Create “sunset cheat sheets” per state, summarizing provision dates, conformity types, and adjustments.
Use Excel templates with color coding for visual engagement.
Leverage low-code tools (e.g., Power Automate) to trigger reminders or update checklists dynamically.
Layered automation reduces unbillable hours and ensures consistent delivery.
Staying Current: Institutionalizing State Law Monitoring
Given shifting state landscapes, ongoing conformity tracking is critical.
Subscribe to state tax authority alerts and RSS feeds.
Maintain a centralized live conformity tracker, updated monthly.
Store trackers in cloud repositories accessible firmwide.
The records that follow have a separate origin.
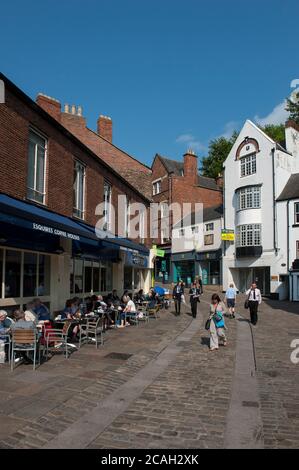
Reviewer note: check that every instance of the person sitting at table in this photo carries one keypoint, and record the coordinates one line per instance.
(22, 323)
(30, 315)
(41, 310)
(67, 314)
(5, 324)
(139, 297)
(129, 308)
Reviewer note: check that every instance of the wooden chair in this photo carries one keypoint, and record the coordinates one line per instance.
(91, 331)
(59, 336)
(23, 340)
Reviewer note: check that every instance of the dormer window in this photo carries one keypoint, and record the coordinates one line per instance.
(156, 187)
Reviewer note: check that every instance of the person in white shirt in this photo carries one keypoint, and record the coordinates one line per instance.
(254, 297)
(29, 313)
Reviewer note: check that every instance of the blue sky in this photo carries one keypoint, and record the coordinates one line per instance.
(171, 74)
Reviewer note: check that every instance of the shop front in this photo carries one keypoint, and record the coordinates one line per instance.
(46, 255)
(184, 267)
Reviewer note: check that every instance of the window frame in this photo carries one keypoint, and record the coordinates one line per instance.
(32, 130)
(209, 236)
(107, 205)
(77, 212)
(247, 163)
(296, 213)
(159, 183)
(247, 193)
(249, 235)
(209, 229)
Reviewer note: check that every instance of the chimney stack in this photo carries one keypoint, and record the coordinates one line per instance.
(104, 127)
(190, 167)
(50, 105)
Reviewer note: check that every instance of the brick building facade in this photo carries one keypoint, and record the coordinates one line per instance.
(179, 182)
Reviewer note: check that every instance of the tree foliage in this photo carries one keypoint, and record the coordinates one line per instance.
(212, 164)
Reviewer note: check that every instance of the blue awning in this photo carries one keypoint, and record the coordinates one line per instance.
(29, 216)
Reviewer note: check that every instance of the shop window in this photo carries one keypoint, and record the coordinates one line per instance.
(30, 275)
(208, 239)
(87, 276)
(128, 276)
(78, 190)
(36, 168)
(1, 272)
(78, 276)
(12, 273)
(44, 275)
(96, 277)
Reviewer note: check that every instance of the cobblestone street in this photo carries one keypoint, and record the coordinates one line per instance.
(158, 386)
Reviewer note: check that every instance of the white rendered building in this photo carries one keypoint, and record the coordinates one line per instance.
(255, 173)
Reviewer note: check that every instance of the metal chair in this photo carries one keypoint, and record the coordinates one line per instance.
(91, 331)
(59, 336)
(23, 340)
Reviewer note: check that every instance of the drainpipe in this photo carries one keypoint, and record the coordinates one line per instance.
(288, 250)
(274, 201)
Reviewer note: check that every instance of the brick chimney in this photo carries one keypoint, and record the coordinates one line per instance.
(104, 127)
(190, 166)
(292, 138)
(219, 180)
(50, 105)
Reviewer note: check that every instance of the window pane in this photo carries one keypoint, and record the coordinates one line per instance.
(128, 273)
(30, 275)
(88, 271)
(12, 273)
(78, 276)
(1, 269)
(96, 278)
(44, 275)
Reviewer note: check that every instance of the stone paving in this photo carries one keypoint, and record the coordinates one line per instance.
(185, 406)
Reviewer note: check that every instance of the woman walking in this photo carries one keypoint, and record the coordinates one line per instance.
(217, 325)
(194, 293)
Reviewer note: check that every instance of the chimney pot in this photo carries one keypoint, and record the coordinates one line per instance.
(104, 127)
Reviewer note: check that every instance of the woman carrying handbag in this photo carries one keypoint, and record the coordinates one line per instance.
(216, 323)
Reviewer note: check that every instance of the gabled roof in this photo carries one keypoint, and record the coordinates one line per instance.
(175, 167)
(291, 189)
(209, 213)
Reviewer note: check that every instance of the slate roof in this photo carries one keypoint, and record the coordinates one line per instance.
(173, 166)
(291, 189)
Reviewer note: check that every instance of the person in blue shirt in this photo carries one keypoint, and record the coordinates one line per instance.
(230, 297)
(41, 310)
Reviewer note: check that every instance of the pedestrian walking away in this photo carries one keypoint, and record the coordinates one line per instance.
(230, 297)
(177, 294)
(217, 325)
(254, 297)
(194, 293)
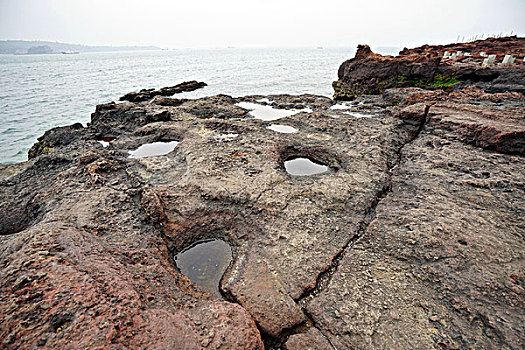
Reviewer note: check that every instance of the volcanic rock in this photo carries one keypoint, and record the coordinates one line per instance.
(147, 94)
(370, 73)
(414, 239)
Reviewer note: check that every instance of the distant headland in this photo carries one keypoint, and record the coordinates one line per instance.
(24, 47)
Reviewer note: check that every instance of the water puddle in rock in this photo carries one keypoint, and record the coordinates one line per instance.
(205, 263)
(268, 113)
(106, 141)
(342, 106)
(153, 149)
(226, 137)
(305, 167)
(359, 115)
(284, 129)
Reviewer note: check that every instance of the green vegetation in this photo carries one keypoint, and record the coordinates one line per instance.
(350, 91)
(441, 81)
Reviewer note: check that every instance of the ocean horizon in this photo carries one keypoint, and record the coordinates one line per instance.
(39, 92)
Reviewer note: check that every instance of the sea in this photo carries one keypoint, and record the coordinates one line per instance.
(39, 92)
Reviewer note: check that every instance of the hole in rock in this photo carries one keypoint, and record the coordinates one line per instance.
(153, 149)
(205, 263)
(359, 115)
(105, 141)
(342, 106)
(303, 167)
(284, 129)
(269, 113)
(226, 137)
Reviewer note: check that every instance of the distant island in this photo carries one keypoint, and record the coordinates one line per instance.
(23, 47)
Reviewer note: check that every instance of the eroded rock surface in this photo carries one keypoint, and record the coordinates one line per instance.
(148, 94)
(370, 73)
(413, 239)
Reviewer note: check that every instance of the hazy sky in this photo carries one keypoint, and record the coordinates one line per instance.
(247, 23)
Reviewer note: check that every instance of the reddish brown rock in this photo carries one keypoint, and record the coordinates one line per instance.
(309, 340)
(369, 73)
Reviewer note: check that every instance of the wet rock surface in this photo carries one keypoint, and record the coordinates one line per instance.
(413, 239)
(148, 94)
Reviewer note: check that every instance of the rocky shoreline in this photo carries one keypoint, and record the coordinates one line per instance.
(413, 238)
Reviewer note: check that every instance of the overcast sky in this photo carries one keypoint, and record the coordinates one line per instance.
(258, 23)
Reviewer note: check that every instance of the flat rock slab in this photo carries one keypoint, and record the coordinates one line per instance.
(413, 239)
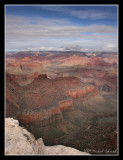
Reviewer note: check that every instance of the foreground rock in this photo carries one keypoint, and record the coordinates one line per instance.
(18, 141)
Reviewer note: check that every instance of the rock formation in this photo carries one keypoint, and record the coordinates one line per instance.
(18, 141)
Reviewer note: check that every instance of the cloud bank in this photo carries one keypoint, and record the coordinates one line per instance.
(25, 33)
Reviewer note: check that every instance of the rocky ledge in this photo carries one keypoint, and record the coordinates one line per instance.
(18, 141)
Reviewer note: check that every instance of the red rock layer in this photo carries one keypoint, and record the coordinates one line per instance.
(82, 93)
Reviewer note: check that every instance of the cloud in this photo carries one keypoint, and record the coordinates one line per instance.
(49, 34)
(85, 13)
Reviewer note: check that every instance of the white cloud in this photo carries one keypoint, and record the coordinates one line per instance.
(51, 34)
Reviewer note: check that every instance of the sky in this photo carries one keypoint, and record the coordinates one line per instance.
(84, 28)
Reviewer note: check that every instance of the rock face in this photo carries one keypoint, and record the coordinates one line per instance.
(18, 141)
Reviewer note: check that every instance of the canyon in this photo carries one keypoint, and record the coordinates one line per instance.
(67, 98)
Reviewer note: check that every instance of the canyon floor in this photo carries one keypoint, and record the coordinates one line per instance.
(67, 98)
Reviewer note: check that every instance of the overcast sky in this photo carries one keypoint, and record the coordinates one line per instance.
(61, 27)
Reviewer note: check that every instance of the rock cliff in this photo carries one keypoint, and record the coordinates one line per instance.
(18, 141)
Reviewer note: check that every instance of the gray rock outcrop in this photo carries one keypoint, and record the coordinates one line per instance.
(18, 141)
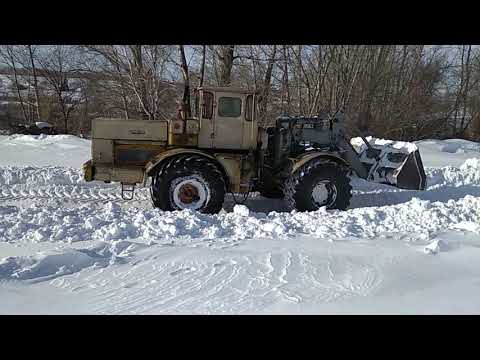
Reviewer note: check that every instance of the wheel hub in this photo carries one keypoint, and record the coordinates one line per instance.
(324, 193)
(188, 194)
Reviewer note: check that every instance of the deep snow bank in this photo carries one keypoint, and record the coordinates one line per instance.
(47, 265)
(44, 150)
(32, 176)
(416, 217)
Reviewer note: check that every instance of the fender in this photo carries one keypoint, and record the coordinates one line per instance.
(305, 158)
(158, 159)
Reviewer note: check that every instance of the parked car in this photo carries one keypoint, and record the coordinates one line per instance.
(40, 127)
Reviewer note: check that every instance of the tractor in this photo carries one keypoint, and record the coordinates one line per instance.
(193, 162)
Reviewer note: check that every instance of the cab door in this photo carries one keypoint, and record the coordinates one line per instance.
(229, 121)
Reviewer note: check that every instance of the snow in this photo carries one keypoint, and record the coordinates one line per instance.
(67, 246)
(399, 145)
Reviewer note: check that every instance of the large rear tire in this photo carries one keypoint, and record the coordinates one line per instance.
(188, 182)
(319, 183)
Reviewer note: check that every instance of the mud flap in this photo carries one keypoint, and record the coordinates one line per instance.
(394, 163)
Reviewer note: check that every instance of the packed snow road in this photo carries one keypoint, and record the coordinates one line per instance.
(67, 246)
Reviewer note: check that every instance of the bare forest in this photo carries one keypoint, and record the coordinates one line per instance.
(400, 92)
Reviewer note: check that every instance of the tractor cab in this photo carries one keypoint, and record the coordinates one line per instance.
(226, 117)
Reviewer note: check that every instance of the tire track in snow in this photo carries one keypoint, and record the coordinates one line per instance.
(66, 192)
(242, 284)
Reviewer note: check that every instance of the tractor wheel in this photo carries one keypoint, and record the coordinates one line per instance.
(188, 182)
(319, 183)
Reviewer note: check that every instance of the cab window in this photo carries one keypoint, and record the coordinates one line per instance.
(249, 108)
(207, 110)
(229, 107)
(197, 105)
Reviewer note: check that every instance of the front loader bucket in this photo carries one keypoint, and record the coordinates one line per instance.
(394, 163)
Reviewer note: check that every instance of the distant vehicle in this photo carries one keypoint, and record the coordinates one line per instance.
(40, 127)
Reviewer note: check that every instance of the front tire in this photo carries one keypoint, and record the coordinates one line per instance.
(188, 182)
(319, 183)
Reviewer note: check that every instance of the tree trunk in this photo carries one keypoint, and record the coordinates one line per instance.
(186, 108)
(35, 83)
(226, 57)
(202, 68)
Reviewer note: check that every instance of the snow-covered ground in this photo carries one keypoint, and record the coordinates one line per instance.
(67, 246)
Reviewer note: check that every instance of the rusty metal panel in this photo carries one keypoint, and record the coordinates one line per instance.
(120, 129)
(232, 165)
(136, 154)
(102, 151)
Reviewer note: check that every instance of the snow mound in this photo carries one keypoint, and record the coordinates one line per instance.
(40, 175)
(44, 150)
(467, 174)
(111, 223)
(48, 265)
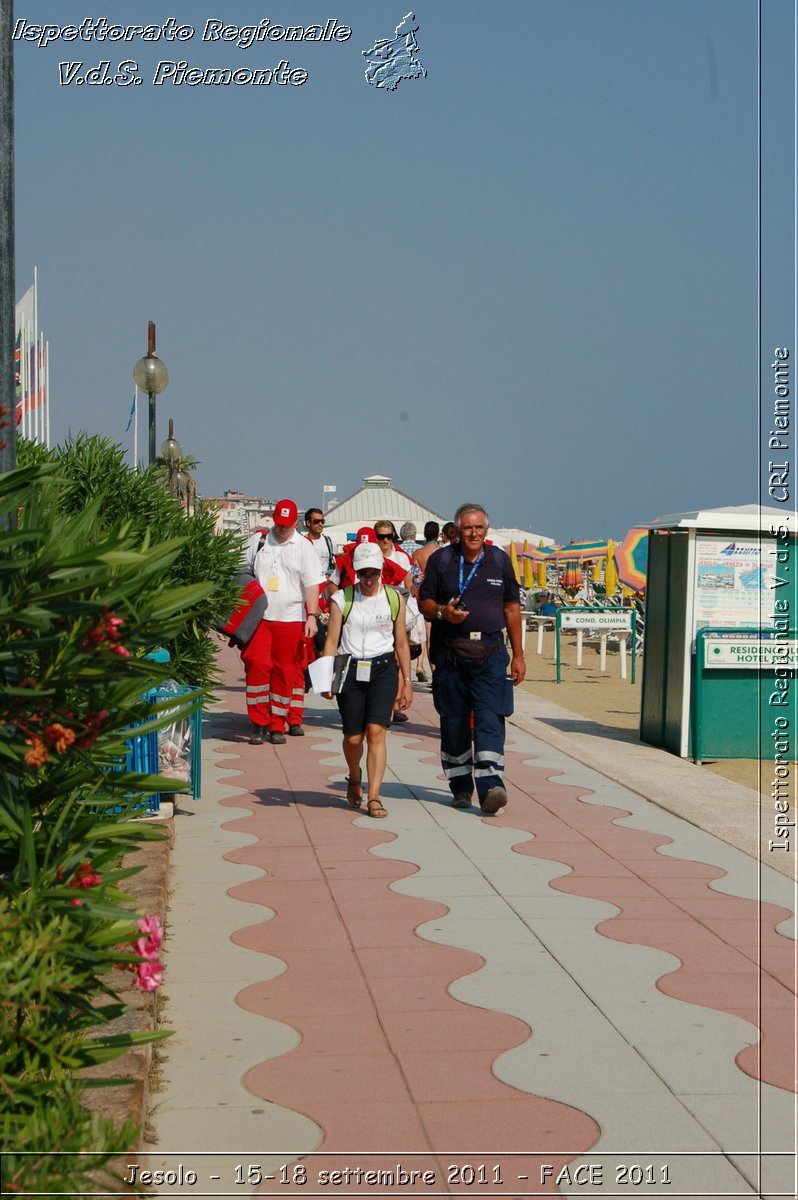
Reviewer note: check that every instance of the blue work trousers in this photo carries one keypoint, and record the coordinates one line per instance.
(457, 691)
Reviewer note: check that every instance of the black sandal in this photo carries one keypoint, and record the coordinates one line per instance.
(354, 793)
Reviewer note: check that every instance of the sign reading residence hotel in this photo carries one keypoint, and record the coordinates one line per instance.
(735, 581)
(731, 652)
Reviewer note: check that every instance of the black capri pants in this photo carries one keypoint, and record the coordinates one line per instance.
(369, 703)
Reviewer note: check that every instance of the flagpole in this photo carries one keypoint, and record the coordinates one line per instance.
(7, 333)
(25, 382)
(47, 394)
(36, 421)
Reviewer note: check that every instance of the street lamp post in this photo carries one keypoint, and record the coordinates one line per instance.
(151, 376)
(172, 453)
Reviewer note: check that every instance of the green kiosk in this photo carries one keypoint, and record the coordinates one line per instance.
(721, 648)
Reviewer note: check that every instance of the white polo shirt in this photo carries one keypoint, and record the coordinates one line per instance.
(285, 570)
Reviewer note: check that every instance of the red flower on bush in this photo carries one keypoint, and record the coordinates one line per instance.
(106, 634)
(37, 754)
(59, 736)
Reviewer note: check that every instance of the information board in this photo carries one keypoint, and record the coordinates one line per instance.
(735, 581)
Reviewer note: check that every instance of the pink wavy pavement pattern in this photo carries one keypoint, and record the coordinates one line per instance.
(388, 1059)
(732, 958)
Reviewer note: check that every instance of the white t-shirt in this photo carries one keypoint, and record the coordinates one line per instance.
(369, 629)
(322, 549)
(285, 570)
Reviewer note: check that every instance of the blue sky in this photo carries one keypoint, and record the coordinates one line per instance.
(531, 279)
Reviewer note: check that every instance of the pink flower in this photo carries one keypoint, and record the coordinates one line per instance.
(148, 948)
(149, 976)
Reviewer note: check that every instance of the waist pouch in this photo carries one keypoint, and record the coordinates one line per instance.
(472, 654)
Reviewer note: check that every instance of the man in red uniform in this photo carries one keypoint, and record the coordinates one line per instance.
(287, 568)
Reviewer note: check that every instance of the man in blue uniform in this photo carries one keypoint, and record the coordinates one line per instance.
(471, 595)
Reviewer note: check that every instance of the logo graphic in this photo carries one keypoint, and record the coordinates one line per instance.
(393, 59)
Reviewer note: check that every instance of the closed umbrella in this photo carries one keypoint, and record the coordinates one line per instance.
(514, 559)
(528, 574)
(610, 571)
(631, 558)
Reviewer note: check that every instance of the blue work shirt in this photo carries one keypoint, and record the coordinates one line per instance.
(492, 586)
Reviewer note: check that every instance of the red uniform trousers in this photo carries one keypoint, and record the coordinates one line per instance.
(274, 665)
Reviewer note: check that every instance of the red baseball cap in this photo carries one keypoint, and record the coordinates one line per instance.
(285, 513)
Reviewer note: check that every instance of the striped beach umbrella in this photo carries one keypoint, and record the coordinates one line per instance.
(514, 559)
(610, 571)
(631, 559)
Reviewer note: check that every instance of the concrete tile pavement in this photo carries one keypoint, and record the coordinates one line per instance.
(586, 979)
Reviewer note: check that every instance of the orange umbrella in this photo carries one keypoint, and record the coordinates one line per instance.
(514, 559)
(631, 558)
(610, 571)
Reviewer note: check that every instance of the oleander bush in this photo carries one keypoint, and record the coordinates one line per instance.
(81, 606)
(95, 472)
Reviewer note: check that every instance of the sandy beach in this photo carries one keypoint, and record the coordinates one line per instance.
(610, 700)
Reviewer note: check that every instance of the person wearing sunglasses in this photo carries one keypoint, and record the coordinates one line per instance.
(369, 623)
(397, 559)
(471, 595)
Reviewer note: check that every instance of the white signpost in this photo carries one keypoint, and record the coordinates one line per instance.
(604, 622)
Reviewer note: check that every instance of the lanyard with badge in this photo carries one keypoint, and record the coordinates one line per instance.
(363, 671)
(474, 637)
(471, 574)
(273, 579)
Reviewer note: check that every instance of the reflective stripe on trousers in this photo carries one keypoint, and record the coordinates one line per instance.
(457, 693)
(274, 664)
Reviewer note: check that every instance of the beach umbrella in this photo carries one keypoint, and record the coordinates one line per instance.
(514, 559)
(573, 577)
(579, 551)
(610, 571)
(528, 575)
(631, 558)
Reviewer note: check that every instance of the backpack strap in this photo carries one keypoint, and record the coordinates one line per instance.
(330, 550)
(394, 601)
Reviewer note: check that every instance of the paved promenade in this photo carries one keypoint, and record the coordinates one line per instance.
(589, 995)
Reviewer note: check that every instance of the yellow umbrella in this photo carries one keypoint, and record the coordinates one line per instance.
(514, 559)
(610, 570)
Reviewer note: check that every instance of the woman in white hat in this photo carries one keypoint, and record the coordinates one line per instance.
(369, 623)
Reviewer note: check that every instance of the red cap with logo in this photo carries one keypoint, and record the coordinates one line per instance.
(285, 513)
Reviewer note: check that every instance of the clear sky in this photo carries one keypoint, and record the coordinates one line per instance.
(531, 279)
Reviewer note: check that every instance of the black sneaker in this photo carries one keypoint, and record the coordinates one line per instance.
(493, 799)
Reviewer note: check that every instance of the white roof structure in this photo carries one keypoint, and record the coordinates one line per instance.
(376, 501)
(739, 516)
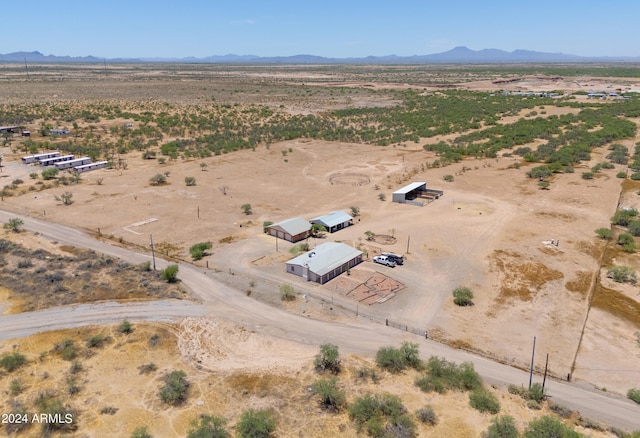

Conduct periodic training on legislative changes in major states.
Centralized, visible data empowers preparers to find answers quickly and reduces the risk of oversight.
Educating Clients: The Overlooked Force Multiplier
Much of the complexity arises from client assumptions that federal and state rules always align.
Add clear, jargon-free “What Changed in Your State?” boxes to client organizers.
Host short client webinars on state impacts of the TCJA sunset.
Encourage early reporting of large purchases, expansions, or other material transactions.
Proactive education smooths communication, reduces surprises, and prevents last-minute amendments.
Workflow Best Practices to Manage Complexity
Smooth compliance in this fractured environment requires internal discipline.
Color-code clients by conformity type to flag complexity.
Start tax season with firmwide conformity workshops.
Update annual checklists with sunset-related questions.
Store tools and trackers in shared cloud folders.
Automate recurring review reminders with workflow software.
Deliberate, repeatable workflows minimize errors and prepare firms for future complexity.
Final Thoughts: From Risk to Opportunity
The TCJA sunset ushers in an era where federal and state tax conformity will no longer be seamless. CPA firms that assume federal rules apply universally will face errors, client friction, and compliance risk.
But those who confront the complexity—building compliance matrices, automated workflows, rigorous intake and review processes, continuous monitoring, and client education—will not only survive but thrive. These firms will develop resilient, scalable systems that reduce rework and cement their role as trusted advisors.
This transition is more than a compliance challenge—it’s an opportunity to elevate operational excellence and client service. Preparation today is your safeguard against chaos in 2026 and beyond.